What’s your own favorite Metallica anecdote or memory?
I don’t really have any; I’m just a geeky metal fan. I think they’re an amazing live band and when I saw them last time in Manchester here in England they were insane. I’ve spoken to a lot of guys that knew the band back in the ’80s and it’s their stories that form the basis of the book. The story of Lars Ulrich flying to England to see his favorite band Diamond Head perform is a pretty cool story. He had nowhere to stay so he kipped at Brian Tatler’s house.
Has some of the ridiculous shit that Metallica’s done in the last decade-plus tarnished their legacy, or made people better appreciate how amazing those first four albums are?

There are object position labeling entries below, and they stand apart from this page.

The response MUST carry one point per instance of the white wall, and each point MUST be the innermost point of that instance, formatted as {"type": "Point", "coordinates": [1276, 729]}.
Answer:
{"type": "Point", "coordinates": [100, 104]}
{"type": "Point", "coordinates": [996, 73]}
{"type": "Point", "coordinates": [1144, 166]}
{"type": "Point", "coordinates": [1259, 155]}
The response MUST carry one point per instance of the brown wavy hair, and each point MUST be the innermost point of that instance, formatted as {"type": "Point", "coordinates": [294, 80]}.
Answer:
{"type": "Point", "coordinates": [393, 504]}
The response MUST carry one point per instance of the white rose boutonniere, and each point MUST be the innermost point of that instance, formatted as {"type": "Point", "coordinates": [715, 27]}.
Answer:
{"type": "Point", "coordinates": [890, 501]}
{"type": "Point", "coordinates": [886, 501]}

Yes, I think it has made people appreciate and turn back to the first four albums which is why I think they need to make their next album as fast and loud as possible and also make the songs shorter just like the old days. It’s no surprise that after Lulu they’ve gone right back into the studio with Rick Rubin and they’re doing all this anniversary stuff for Metallica, and to celebrate 30 years of the band, etc. There’s a lot of activity this year; much of it focused on past work.
Have you ever encountered any NWOBHM musicians who are bitter that Metallica didn’t cover any of their songs?
No, I haven’t. Not yet anyway. I know from speaking to some of the NWOBHM musicians whose music has been covered that they’re very happy to receive royalty checks every now and again! I think it was a really cool thing for Metallica to do though; a lot of the NWOBHM bands didn’t make much money either because of rubbish contracts or simply because the scene fizzled and they didn’t have the luck Maiden had or whatever. So for them to get royalty checks from Metallica must be pretty heart-warming…and something of a relief.